In fact, the initial graph is the final state this time. In the conventional Algorithm, "leader_id: 2" should be replaced (merged) by "leader_id: 1" , but do_not_merge_key: is set to member_id, so that it is not merged. So, no further changes are made.

Generation and assignment of canonical_id

In this case, four different canonical_ids will be generated.

canonical_id_1

The difference is that "follower: a@ex.com" points to two leaders, "member_id: 1" and "member_id: 2," regardless of the state of convergence.
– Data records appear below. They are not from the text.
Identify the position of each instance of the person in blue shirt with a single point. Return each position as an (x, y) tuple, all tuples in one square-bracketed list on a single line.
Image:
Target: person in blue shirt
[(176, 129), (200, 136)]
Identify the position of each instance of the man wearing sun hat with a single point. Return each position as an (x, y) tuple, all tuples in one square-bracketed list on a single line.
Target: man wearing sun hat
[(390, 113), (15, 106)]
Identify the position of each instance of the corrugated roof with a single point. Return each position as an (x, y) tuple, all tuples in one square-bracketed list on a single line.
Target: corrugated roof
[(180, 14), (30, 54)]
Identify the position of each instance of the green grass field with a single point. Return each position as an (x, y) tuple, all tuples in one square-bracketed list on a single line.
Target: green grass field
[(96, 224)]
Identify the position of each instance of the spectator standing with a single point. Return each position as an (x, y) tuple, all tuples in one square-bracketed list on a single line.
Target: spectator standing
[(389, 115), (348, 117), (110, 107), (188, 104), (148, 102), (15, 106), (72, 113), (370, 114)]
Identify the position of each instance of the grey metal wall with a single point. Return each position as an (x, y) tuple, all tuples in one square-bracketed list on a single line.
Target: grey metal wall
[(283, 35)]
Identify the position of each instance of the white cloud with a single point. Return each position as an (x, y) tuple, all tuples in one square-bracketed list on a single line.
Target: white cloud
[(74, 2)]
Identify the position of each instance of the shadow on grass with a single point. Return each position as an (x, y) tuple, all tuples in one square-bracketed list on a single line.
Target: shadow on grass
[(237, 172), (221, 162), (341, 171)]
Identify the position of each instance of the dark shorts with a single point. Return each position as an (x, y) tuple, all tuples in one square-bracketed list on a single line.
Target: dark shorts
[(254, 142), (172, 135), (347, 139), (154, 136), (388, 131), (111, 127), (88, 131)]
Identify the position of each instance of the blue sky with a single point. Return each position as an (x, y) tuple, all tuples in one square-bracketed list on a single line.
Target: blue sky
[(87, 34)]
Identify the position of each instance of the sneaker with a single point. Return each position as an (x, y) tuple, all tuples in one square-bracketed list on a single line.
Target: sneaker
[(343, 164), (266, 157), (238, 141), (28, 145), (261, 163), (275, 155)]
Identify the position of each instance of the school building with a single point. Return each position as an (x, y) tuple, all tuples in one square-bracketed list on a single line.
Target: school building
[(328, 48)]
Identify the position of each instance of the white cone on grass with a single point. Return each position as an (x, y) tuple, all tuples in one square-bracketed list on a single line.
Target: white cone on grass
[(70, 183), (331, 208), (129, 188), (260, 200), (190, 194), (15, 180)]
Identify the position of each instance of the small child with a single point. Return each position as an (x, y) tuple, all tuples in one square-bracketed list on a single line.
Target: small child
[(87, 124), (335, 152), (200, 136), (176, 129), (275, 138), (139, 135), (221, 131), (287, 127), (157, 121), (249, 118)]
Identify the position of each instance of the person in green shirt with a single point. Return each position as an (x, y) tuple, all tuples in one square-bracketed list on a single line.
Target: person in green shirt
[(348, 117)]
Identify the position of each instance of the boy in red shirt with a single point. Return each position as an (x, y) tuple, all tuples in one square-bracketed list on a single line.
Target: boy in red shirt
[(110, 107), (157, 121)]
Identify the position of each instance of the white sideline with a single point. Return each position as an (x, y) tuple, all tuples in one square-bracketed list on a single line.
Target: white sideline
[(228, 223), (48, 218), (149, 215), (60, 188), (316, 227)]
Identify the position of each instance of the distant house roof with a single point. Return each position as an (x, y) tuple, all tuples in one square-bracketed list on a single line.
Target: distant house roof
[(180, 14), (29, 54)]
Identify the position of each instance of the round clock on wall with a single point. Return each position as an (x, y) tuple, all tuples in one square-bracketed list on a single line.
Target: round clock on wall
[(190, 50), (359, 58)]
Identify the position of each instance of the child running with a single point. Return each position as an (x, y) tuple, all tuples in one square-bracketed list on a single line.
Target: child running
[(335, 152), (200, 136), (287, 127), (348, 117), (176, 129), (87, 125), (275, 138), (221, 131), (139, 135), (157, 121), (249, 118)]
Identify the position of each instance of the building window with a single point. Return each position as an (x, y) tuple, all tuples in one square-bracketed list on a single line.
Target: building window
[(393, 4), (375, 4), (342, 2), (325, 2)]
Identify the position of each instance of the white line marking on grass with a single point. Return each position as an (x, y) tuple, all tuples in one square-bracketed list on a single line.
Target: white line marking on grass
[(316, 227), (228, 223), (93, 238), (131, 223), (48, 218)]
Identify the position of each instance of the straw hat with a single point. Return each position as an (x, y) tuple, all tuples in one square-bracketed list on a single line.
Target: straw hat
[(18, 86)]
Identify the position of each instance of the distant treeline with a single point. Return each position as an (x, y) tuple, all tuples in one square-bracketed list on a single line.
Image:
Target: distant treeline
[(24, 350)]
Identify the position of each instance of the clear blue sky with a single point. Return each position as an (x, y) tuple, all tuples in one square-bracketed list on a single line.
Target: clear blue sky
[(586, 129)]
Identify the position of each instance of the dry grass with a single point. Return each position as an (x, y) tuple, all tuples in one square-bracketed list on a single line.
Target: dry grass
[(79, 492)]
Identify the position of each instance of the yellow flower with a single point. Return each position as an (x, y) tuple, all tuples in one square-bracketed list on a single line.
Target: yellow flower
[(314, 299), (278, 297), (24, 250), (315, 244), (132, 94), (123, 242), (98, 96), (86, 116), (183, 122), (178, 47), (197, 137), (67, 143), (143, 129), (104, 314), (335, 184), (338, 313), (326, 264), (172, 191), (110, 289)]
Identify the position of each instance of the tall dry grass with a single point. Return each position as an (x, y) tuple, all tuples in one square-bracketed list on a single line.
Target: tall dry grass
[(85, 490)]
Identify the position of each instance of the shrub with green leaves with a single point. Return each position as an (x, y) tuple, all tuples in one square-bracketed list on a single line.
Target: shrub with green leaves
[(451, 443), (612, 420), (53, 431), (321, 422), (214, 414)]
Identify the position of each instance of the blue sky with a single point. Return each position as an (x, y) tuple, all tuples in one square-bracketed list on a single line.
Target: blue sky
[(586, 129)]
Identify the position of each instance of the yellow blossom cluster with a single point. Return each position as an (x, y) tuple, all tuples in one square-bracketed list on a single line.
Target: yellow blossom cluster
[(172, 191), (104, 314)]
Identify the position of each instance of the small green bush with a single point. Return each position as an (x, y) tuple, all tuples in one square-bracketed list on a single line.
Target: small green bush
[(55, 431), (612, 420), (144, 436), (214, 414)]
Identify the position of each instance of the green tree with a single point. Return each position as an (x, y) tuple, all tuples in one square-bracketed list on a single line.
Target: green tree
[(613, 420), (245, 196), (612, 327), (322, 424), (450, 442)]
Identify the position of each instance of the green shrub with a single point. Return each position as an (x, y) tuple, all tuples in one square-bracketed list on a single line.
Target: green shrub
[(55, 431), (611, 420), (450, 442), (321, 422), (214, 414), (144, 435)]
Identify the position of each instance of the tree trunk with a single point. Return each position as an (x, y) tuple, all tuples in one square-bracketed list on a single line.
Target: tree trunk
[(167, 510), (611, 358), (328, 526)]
In fact, there are 2 rows of records for a@ex.com in the lookup table.

id canonical_id
1 4ydklKlyPnfa
2 XNKI3XAY1Hja
3 xqaWYjT4GR3a
a@ex.com 4ydklKlyPnfa
a@ex.com XNKI3XAY1Hja
b@ex.com xqaWYjT4GR3a
c@ex.com NEKDReELMAxH

This means that the algorithm has converged without "all the followers point to only one leader," which is one of the methods to determine algorithm convergence. However, the other method, "checking the output of the +report_diff task in WF Logs" is still valid.

Cases where do_not_merge_key should be used

Finally, let's review the cases in which do_not_merge_key should be used. 1.

  1. (Assumption) You have one key whose uniqueness is guaranteed (e.g. member _ id, customer _ id, etc.).
  2. for records that do not have the value of key 1., we want to proceed with stitching as much as possible, using a key whose uniqueness is not partially guaranteed (e.g., email, tel, etc.).

In this case, if you set do_not_merge_key: member_id, the records will be judged as different persons even if other keys are stitched with the same value, as long as member_id is different. However, for records that do not have member_id, other keys are stitched together to the maximum extent possible.